No caso do Don Ciccio, alguns comentários já apontavam falhas: “O primeiro prato demorou meia hora e a garçonete foi grosseira. Péssimo serviço e comida. Pior experiência que tivemos!”, escreveu um cliente no Tripadvisor.

Mas o fato é que sem o apoio dos clientes, negócio nenhum consegue prosperar. A crítica dos donos vai em uma direção que está relacionada a um papel social que os restaurantes têm na nossa sociedade, muito além de servir comida.

Eles funcionam como o que o sociólogo Ray Oldenburg chamou de “terceiro lugar” — espaços que não são nem casa nem trabalho, mas onde as pessoas podem se reunir, conversar e criar laços comunitários.

Assim como o restaurante londrino, milhares de pequenos restaurantes pelo mundo servem como extensões das comunidades onde estão inseridos, ajudando a tecer a vida social de vizinhanças e cidades pequenas.

São lugares que se tornam parte da rotina emocional das pessoas.
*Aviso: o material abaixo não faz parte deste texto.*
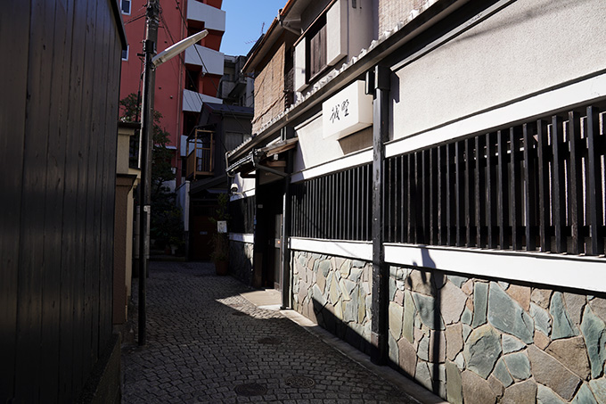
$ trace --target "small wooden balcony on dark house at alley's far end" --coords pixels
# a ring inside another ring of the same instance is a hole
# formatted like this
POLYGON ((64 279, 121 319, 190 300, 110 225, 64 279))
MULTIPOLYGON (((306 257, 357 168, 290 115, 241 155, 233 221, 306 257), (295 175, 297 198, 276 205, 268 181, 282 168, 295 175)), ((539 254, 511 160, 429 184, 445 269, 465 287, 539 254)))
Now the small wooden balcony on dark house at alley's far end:
POLYGON ((187 177, 195 180, 215 174, 215 137, 211 130, 196 129, 187 138, 187 177))

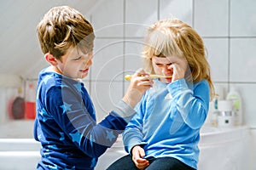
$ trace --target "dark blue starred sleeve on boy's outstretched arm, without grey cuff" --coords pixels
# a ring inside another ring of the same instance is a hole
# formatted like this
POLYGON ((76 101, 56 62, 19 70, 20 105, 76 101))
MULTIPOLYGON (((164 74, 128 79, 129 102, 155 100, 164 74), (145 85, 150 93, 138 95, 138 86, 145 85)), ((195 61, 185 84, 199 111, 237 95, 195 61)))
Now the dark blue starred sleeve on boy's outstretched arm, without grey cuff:
POLYGON ((127 122, 115 111, 111 111, 102 122, 96 123, 89 95, 83 102, 73 92, 73 88, 68 87, 49 90, 46 101, 50 103, 47 107, 49 112, 42 112, 43 120, 48 121, 48 117, 54 119, 64 132, 60 137, 63 144, 75 144, 87 156, 97 158, 116 141, 127 122), (46 115, 48 113, 51 115, 46 115))

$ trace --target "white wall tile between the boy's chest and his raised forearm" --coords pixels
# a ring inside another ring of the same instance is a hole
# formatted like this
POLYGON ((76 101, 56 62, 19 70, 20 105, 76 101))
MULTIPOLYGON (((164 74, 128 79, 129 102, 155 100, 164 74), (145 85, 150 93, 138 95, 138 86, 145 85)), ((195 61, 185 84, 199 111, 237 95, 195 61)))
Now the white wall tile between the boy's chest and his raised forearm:
POLYGON ((91 82, 91 97, 96 109, 97 121, 101 121, 122 99, 123 82, 91 82))

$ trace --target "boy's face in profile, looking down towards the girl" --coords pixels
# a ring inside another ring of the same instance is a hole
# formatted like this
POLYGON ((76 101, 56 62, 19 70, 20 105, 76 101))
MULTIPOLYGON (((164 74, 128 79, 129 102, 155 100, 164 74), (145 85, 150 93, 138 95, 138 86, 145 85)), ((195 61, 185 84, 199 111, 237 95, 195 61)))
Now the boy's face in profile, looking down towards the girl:
POLYGON ((57 59, 57 69, 66 77, 73 79, 84 78, 88 75, 90 65, 92 64, 92 51, 83 54, 78 48, 69 48, 67 54, 57 59))

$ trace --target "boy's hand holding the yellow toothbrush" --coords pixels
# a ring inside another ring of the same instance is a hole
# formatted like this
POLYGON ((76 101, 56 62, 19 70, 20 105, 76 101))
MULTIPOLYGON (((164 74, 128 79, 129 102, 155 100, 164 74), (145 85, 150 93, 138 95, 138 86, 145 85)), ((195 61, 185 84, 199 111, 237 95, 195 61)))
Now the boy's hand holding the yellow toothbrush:
POLYGON ((137 105, 143 94, 153 85, 152 79, 142 69, 138 70, 132 77, 130 85, 126 90, 123 100, 131 107, 137 105))

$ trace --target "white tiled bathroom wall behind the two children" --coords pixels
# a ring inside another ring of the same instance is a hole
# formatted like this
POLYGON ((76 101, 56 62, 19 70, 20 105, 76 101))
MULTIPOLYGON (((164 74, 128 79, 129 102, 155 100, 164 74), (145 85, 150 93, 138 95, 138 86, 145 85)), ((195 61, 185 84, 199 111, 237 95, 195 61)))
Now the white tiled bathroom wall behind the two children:
MULTIPOLYGON (((124 95, 128 84, 124 75, 141 67, 140 52, 147 26, 156 20, 177 17, 203 37, 213 82, 217 91, 223 91, 220 97, 224 99, 233 86, 241 94, 243 123, 252 129, 256 139, 255 6, 254 0, 102 1, 87 15, 96 30, 96 47, 90 77, 85 81, 98 120, 124 95)), ((252 147, 255 150, 255 140, 252 147)))

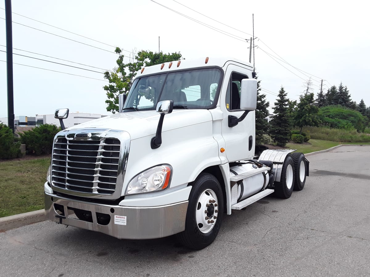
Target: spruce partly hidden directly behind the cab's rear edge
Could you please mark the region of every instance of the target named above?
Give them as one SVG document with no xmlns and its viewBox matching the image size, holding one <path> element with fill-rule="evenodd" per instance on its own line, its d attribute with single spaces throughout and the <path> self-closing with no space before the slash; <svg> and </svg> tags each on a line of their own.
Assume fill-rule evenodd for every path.
<svg viewBox="0 0 370 277">
<path fill-rule="evenodd" d="M 256 76 L 257 79 L 257 76 Z M 260 93 L 260 82 L 257 82 L 257 107 L 256 107 L 256 144 L 263 143 L 263 135 L 268 134 L 270 123 L 266 119 L 269 115 L 270 102 L 266 100 L 266 94 Z"/>
</svg>

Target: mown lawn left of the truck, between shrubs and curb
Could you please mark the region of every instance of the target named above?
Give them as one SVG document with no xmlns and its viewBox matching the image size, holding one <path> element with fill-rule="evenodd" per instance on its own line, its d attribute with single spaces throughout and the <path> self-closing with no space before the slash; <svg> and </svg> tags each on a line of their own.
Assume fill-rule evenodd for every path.
<svg viewBox="0 0 370 277">
<path fill-rule="evenodd" d="M 44 208 L 49 158 L 0 162 L 0 217 Z"/>
</svg>

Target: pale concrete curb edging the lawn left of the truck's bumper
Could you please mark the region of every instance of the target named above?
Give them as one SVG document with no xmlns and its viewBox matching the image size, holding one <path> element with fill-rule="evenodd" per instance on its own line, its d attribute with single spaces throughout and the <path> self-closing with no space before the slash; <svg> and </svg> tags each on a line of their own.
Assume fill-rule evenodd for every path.
<svg viewBox="0 0 370 277">
<path fill-rule="evenodd" d="M 5 232 L 10 229 L 22 227 L 31 223 L 36 223 L 45 220 L 45 210 L 38 210 L 19 215 L 6 216 L 0 218 L 0 232 Z"/>
</svg>

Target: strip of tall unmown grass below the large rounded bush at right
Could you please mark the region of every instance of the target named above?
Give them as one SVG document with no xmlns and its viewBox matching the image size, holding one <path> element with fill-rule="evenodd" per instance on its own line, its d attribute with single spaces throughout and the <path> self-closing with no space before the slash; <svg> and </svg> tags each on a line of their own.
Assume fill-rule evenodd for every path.
<svg viewBox="0 0 370 277">
<path fill-rule="evenodd" d="M 340 143 L 370 142 L 368 134 L 358 133 L 356 130 L 306 126 L 303 127 L 303 131 L 315 140 L 337 141 Z"/>
</svg>

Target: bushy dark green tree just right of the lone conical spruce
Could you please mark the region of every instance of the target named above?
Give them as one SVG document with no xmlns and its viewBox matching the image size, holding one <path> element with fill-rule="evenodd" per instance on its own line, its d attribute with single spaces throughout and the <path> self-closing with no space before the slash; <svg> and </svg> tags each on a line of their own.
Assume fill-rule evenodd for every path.
<svg viewBox="0 0 370 277">
<path fill-rule="evenodd" d="M 300 134 L 302 134 L 303 126 L 318 126 L 321 123 L 319 107 L 314 105 L 313 93 L 306 93 L 299 96 L 295 121 L 296 125 L 300 127 Z"/>
</svg>

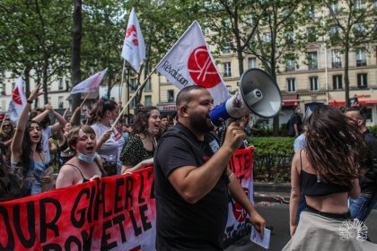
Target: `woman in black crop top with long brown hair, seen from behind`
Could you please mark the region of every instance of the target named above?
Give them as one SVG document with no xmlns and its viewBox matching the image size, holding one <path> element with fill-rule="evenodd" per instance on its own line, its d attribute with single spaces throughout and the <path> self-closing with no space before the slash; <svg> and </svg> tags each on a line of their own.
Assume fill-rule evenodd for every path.
<svg viewBox="0 0 377 251">
<path fill-rule="evenodd" d="M 351 220 L 348 196 L 355 198 L 360 193 L 364 135 L 338 108 L 327 105 L 312 112 L 306 129 L 306 145 L 296 151 L 292 162 L 292 239 L 283 250 L 365 250 L 373 246 L 356 240 L 357 234 L 350 236 L 351 241 L 343 241 L 340 235 L 343 222 Z M 297 225 L 302 194 L 307 205 Z"/>
</svg>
Não se trata apenas de prejuízo econômico, mas de um esvaziamento social: as pessoas deixam de ter onde se encontrar, conversar e conviver.
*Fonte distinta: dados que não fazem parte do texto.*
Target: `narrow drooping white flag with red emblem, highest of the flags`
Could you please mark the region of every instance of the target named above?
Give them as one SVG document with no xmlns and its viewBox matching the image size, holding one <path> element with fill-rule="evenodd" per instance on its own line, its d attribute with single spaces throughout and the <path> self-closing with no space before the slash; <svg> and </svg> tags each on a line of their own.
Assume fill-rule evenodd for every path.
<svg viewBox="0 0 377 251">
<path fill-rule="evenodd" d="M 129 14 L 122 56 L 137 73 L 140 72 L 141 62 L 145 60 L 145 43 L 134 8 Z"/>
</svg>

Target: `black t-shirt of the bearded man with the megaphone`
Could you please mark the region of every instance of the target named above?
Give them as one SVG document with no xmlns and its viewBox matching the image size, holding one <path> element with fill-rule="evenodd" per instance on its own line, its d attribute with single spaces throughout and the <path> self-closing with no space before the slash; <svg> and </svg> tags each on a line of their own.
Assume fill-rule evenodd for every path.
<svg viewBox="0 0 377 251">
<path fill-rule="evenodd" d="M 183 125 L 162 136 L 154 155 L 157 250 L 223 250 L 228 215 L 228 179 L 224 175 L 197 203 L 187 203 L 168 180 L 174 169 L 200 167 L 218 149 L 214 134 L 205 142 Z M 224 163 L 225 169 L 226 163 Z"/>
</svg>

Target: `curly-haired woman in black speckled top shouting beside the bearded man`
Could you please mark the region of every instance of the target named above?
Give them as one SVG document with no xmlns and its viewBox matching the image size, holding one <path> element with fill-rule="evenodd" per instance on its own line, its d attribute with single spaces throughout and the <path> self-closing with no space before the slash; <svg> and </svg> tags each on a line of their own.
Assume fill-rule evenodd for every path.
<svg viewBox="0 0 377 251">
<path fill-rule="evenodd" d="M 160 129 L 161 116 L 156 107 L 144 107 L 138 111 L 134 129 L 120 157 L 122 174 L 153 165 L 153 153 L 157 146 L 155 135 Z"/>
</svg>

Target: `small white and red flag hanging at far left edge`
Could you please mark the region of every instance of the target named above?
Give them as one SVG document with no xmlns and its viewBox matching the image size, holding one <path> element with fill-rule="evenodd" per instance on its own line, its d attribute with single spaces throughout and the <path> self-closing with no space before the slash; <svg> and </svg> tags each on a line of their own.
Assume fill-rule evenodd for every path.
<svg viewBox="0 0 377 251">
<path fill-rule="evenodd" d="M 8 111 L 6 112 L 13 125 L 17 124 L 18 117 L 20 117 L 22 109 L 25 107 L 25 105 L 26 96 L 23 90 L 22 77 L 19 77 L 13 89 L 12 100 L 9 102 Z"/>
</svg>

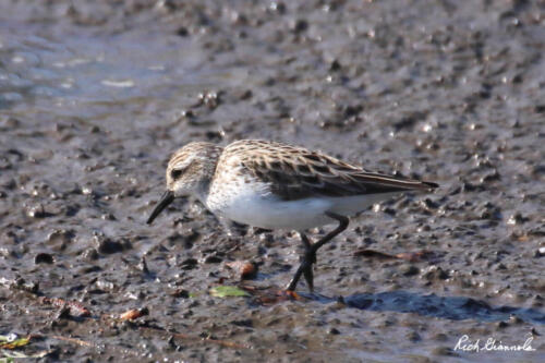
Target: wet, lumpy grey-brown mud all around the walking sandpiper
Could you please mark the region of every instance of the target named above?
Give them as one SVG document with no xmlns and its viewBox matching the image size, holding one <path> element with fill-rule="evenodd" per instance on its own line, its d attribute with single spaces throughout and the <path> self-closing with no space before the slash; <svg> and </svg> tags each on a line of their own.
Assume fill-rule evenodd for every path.
<svg viewBox="0 0 545 363">
<path fill-rule="evenodd" d="M 514 0 L 2 1 L 0 335 L 51 362 L 544 362 L 544 25 Z M 295 233 L 193 201 L 145 225 L 171 152 L 240 138 L 440 189 L 352 218 L 315 294 L 264 303 Z M 240 259 L 253 295 L 210 295 Z"/>
</svg>

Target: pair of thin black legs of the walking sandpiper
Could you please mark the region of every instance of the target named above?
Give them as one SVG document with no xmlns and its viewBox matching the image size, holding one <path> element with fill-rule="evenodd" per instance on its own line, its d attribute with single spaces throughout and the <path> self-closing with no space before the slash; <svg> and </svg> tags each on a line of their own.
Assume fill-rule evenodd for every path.
<svg viewBox="0 0 545 363">
<path fill-rule="evenodd" d="M 343 230 L 347 229 L 349 219 L 344 216 L 340 216 L 338 214 L 331 213 L 331 211 L 326 211 L 326 215 L 330 218 L 334 218 L 339 221 L 339 226 L 331 232 L 327 233 L 324 235 L 322 240 L 319 240 L 316 243 L 311 243 L 308 239 L 306 238 L 305 234 L 301 234 L 301 240 L 303 241 L 303 245 L 305 247 L 305 252 L 303 255 L 303 258 L 301 261 L 301 265 L 299 265 L 298 270 L 295 271 L 295 275 L 293 275 L 293 278 L 290 281 L 290 285 L 288 286 L 288 291 L 294 291 L 299 279 L 301 278 L 301 275 L 304 275 L 306 283 L 308 285 L 308 289 L 311 292 L 314 290 L 314 275 L 312 271 L 312 265 L 316 263 L 316 252 L 322 247 L 324 244 L 327 242 L 331 241 L 337 234 L 341 233 Z"/>
</svg>

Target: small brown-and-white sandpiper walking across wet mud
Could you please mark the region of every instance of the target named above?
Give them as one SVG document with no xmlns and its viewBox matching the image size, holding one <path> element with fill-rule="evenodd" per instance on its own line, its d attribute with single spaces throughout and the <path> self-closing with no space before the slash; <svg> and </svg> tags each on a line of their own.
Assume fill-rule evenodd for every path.
<svg viewBox="0 0 545 363">
<path fill-rule="evenodd" d="M 177 197 L 194 196 L 214 213 L 262 229 L 296 230 L 304 254 L 287 287 L 304 276 L 314 289 L 316 252 L 347 229 L 349 216 L 407 191 L 432 191 L 436 183 L 365 171 L 302 147 L 241 140 L 226 147 L 205 142 L 177 150 L 167 167 L 167 191 L 147 223 Z M 305 230 L 338 222 L 316 242 Z"/>
</svg>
As listas de estabelecimentos que encerraram as atividades (dos históricos aos anônimos) refletem o desaparecimento de pedaços inteiros da vida comunitária.
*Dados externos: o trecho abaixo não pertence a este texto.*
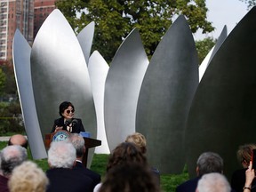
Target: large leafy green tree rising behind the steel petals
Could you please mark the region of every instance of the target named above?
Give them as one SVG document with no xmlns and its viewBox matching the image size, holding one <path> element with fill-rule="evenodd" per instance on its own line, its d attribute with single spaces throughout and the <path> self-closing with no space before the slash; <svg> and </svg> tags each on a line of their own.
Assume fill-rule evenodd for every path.
<svg viewBox="0 0 256 192">
<path fill-rule="evenodd" d="M 140 30 L 149 57 L 177 15 L 187 18 L 193 33 L 198 28 L 203 33 L 214 29 L 206 20 L 205 0 L 58 0 L 56 5 L 76 33 L 95 22 L 92 51 L 98 50 L 108 62 L 133 28 Z"/>
</svg>

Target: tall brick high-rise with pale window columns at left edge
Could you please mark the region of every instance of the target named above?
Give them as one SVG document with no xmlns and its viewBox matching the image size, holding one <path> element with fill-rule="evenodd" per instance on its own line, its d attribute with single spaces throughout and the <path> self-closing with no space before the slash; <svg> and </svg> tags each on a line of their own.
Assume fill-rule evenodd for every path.
<svg viewBox="0 0 256 192">
<path fill-rule="evenodd" d="M 34 0 L 0 0 L 0 60 L 12 59 L 12 39 L 16 28 L 32 44 Z"/>
</svg>

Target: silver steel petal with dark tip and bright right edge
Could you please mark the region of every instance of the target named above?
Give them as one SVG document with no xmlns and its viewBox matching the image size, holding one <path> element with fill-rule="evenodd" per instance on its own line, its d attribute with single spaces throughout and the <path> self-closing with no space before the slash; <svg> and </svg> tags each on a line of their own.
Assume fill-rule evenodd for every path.
<svg viewBox="0 0 256 192">
<path fill-rule="evenodd" d="M 110 151 L 135 132 L 137 101 L 147 68 L 148 58 L 135 28 L 117 50 L 106 79 L 104 118 Z"/>
</svg>

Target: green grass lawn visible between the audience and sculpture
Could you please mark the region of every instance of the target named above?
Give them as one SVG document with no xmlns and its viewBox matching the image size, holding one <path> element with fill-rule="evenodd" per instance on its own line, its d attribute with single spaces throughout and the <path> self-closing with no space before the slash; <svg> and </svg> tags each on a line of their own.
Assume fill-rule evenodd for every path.
<svg viewBox="0 0 256 192">
<path fill-rule="evenodd" d="M 7 145 L 7 142 L 0 142 L 0 149 L 4 148 Z M 28 150 L 28 159 L 32 160 L 32 156 L 30 151 Z M 39 167 L 41 167 L 44 172 L 49 168 L 46 159 L 42 160 L 32 160 Z M 91 169 L 94 172 L 98 172 L 103 179 L 105 176 L 106 165 L 108 162 L 108 155 L 105 154 L 95 154 L 92 159 Z M 180 185 L 180 183 L 188 180 L 188 172 L 185 168 L 181 174 L 161 174 L 161 188 L 162 192 L 174 192 L 175 188 Z"/>
</svg>

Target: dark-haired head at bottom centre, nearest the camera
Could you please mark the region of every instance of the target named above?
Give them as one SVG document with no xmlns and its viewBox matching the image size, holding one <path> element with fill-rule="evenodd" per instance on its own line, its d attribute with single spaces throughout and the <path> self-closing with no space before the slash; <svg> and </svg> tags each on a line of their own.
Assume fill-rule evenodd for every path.
<svg viewBox="0 0 256 192">
<path fill-rule="evenodd" d="M 100 192 L 158 192 L 158 186 L 147 166 L 132 162 L 109 170 Z"/>
</svg>

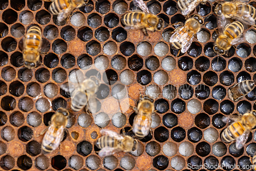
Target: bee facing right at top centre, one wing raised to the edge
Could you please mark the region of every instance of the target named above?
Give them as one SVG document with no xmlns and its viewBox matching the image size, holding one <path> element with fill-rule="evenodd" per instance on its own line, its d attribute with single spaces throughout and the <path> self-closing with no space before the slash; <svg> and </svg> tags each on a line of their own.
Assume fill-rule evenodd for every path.
<svg viewBox="0 0 256 171">
<path fill-rule="evenodd" d="M 164 27 L 164 20 L 152 14 L 148 10 L 143 0 L 133 0 L 136 7 L 141 11 L 128 12 L 121 18 L 121 22 L 125 25 L 125 29 L 142 29 L 142 32 L 147 36 L 148 31 L 161 31 Z"/>
</svg>

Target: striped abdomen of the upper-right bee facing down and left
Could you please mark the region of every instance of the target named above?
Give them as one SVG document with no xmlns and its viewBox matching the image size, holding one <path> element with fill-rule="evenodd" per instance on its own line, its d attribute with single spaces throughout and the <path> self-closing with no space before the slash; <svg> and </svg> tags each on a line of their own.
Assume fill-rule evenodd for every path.
<svg viewBox="0 0 256 171">
<path fill-rule="evenodd" d="M 227 25 L 224 29 L 224 34 L 231 39 L 241 36 L 243 32 L 244 32 L 244 26 L 240 22 L 233 22 Z"/>
</svg>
Outro sociólogo, Eric Klinenberg, defende que restaurantes e cafés integram a “infraestrutura social” de uma cidade — assim como parques e bibliotecas —, oferecendo lugares onde as pessoas cruzam caminhos, trocam favores e constroem redes de apoio.

É ali que vizinhos se conhecem, oportunidades de trabalho surgem, casais começam a namorar, pessoas celebram suas conquistas — ou choram suas derrotas.

Esses contatos cotidianos, ainda que efêmeros, fortalecem a confiança pública e o senso de comunidade, elementos essenciais para a saúde de uma sociedade.

Reflexão Importante

Não quero, aqui, fazer uma defesa do Don Ciccio: não conheço seus donos, nem nunca provei a comida que o restaurante servia. Mas acho que a discussão nos levanta uma reflexão importante sobre o quanto apoiamos — ou não — os bares, cafés e restaurantes do nosso bairro, que estão no nosso entorno.

Uma Parte da Salvação

Ao apoiar restaurantes independentes, contribuímos não apenas para a sobrevivência de pequenos negócios, mas também para a vitalidade social e econômica das nossas cidades. Comer local é um ato que alimenta a coletividade.

Em primeiro lugar, porque os restaurantes locais impulsionam a economia da região. Cada refeição paga ajuda não só o dono do restaurante, mas também agricultores, fornecedores, padeiros, cervejeiros e outros profissionais ligados à cadeia de abastecimento local.

Além disso, esses espaços preservam a diversidade cultural e a identidade das comunidades. Cada restaurante local conta uma história — seja o restaurante familiar passado de geração em geração, seja o novo espaço criado por imigrantes empreendedores que chegaram ali a tentar uma vida nova.

Neles, a comida ganha um sentido de pertencimento e autenticidade que grandes redes não conseguem reproduzir. Através de ingredientes regionais e receitas tradicionais reinterpretadas, os restaurantes locais celebram o sabor e a memória de cada lugar, mantendo viva a cultura gastronômica.

Em um mundo dominado por cadeias e grupos poderosos com dinheiro para ‘erguer e destruir coisas belas’, precisamos apoiar os pequenos espaços que tentam sobreviver nesse desequilíbrio, um exército de pequenos Davis tentando enfrentar os Golias que o mercado só faz crescer.

Não significa frequentar por pena, mas escolher conscientemente onde deixar o seu dinheiro — aqueles espaços dos quais gostamos da sopa ou da sobremesa, em que o garçom boa gente conhece nossos gostos e pedidos ou onde uma mesa nos ajuda a esquecer o barulho do mundo lá fora por algum tempo.

Para cada cinco cafés comprados em uma rede global, por exemplo, um café tomado na esquina pode significar a sobrevivência de um negócio local por mais um dia — ou uma semana, quem sabe. É uma questão de apoiar o que queremos que permaneça. E, no fim, pagar a conta é a melhor forma de demonstrar isso.

No caso do Don Ciccio, o recado final tinha gosto de rancor: “Em nome de todo o povo miserável, indiferente, ignorante e ingrato de Highgate, pedimos desculpas. E boa sorte nas próximas empreitadas.”

Mas é uma clara lembrança que, se uma pizza pode não salvar o mundo, talvez pudesse ter salvo mais uma esquina de Londres.